"And so will Isobel," Lady Delahaye said. "I know the race well. The men are degenerates, but the women have nerve to rule and courage to hold their own against the world. Isobel's future may well be the more brilliant of the two. Can you realize, I wonder, that Isobel of Waldenburg was once the child who filled your brain with such strange fancies?"
"I never think," I answered, "of Isobel of Waldenburg."
"You are wise," she answered. "She is as surely separated from us eternally as though she had made that little journey from which one does not return. Yet you—you are going to hug your wounds all your life. Is that wise, my friend?"
I laughed softly.
"You are mistaken," I assured her. "I have no wounds—not even regrets. I believe that there are few men happier. Look at my home!"
"It is beautiful," she admitted.
"My gardens, my flowers, my cedar-tree and my books," I said. "These are all a joy to me. What more can a man want? Friends have moods, and they pass away out of one's life. The friends who smile from my study wall are patient and always ready. There is one to fit every hour. They do not change. They are always ready to show me the way into the world beautiful, to cheer me when I am sad, to laugh with me when I am gay. You must not waste any sympathy on me, Lady Delahaye. The man who has learnt to live alone is the man who has learnt the greatest lesson life has to teach. He is the man for whom the sun shines always, who carries with him for ever the magic key."

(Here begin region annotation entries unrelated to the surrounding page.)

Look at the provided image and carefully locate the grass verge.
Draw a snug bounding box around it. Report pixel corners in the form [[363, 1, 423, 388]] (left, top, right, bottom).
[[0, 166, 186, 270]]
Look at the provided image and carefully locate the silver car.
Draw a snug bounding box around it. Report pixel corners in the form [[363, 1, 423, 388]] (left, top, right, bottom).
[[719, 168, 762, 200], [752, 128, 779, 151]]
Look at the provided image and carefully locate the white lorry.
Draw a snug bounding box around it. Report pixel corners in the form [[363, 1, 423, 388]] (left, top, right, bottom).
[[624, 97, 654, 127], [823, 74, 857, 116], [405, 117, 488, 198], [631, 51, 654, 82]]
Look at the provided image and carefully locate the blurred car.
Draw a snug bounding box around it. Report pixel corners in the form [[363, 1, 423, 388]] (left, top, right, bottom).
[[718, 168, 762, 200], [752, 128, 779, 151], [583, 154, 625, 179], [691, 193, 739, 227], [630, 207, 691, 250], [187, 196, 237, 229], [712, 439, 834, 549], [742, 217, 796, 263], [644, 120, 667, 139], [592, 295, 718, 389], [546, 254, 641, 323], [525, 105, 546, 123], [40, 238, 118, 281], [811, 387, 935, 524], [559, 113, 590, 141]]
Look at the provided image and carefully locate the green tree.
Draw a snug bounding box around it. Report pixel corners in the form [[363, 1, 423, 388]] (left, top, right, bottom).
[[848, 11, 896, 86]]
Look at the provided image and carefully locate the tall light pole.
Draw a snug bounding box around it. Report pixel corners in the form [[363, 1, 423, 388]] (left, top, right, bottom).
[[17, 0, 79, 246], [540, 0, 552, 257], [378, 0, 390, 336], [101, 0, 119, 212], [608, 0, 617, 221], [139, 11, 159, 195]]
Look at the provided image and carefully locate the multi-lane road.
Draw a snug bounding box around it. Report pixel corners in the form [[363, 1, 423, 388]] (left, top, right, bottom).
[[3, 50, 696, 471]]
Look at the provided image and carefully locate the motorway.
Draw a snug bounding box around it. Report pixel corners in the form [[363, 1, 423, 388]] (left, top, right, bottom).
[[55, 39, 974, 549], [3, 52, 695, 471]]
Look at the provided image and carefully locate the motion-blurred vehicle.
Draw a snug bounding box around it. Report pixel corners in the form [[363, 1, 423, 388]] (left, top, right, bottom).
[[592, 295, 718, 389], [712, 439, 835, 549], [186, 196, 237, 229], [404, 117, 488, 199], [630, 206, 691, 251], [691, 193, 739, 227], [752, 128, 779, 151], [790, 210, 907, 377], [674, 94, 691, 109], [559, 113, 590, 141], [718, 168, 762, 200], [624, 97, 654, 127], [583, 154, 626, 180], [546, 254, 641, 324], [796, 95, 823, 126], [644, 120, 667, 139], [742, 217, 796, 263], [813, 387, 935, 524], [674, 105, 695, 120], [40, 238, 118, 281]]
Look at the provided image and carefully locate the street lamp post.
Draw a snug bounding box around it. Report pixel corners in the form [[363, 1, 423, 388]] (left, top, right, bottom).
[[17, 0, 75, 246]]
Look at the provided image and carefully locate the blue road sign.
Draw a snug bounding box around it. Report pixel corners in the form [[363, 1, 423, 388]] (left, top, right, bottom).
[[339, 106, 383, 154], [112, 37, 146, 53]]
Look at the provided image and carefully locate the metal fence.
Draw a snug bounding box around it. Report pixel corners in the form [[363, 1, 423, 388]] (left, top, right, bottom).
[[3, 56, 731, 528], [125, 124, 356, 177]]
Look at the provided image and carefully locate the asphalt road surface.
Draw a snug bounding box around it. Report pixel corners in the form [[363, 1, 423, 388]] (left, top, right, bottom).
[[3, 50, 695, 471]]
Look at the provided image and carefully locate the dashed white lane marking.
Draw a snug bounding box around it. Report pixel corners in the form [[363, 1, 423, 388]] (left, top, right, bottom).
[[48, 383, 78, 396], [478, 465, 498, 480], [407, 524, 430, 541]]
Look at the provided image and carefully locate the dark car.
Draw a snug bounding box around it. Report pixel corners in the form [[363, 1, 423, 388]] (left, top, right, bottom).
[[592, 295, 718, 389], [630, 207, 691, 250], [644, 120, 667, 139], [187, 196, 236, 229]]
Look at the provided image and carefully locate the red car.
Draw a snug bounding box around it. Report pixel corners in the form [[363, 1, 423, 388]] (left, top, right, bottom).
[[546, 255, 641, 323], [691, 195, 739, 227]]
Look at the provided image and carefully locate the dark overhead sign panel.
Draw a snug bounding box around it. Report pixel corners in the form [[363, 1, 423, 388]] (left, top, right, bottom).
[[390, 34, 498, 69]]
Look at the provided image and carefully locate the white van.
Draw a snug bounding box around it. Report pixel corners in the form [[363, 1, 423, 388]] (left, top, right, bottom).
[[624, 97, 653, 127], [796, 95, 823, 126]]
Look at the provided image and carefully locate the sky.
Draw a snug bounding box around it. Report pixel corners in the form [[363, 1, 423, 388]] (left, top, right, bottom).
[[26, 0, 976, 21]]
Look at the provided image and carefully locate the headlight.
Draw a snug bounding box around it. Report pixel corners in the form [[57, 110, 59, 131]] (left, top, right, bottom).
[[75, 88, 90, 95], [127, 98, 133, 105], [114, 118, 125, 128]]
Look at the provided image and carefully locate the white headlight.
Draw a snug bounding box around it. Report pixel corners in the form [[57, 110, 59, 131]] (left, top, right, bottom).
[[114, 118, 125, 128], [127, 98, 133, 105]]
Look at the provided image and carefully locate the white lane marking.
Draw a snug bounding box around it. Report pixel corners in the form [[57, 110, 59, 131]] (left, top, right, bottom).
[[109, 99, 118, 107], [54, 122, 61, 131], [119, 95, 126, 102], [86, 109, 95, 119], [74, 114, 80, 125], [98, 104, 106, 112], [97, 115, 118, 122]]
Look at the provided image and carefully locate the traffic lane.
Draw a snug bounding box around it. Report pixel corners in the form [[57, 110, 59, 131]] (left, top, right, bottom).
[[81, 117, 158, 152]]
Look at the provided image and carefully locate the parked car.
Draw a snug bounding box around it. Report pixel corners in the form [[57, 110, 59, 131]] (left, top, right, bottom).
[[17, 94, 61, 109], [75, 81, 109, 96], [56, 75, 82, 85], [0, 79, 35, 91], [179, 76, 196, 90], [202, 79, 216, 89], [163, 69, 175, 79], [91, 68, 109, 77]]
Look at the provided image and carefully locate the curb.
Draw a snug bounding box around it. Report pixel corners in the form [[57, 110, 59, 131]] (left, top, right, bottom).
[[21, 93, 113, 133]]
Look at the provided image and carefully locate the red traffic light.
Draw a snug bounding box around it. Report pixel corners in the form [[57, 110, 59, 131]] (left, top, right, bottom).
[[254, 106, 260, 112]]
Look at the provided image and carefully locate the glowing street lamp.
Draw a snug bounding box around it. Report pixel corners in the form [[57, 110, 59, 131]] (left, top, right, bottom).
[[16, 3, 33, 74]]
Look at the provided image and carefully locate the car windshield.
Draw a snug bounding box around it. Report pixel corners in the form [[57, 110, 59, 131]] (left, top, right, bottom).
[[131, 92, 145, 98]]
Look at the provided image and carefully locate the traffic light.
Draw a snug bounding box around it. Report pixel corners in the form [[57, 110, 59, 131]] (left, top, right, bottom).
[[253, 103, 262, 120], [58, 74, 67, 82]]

Lady Delahaye disturbed the smoothness of my turf with the point of her parasol.
"Are there no times," she asked in a low tone, "when these things fail you? No times when like calls for like, when the human part of you finds the comfort of ashes a dead thing? You and your books and your flowers!" she cried scornfully, raising her head and looking at me with heightened colour. "Bah! You are a man, are you not, like the others? How long will these content you? How long will you stop your ears and forget that life has passions and joys which these dead things can never yield to you?"
"Until," I answered, "the magician comes who can make me believe it. And I am afraid, Lady Delahaye, that he has passed me by."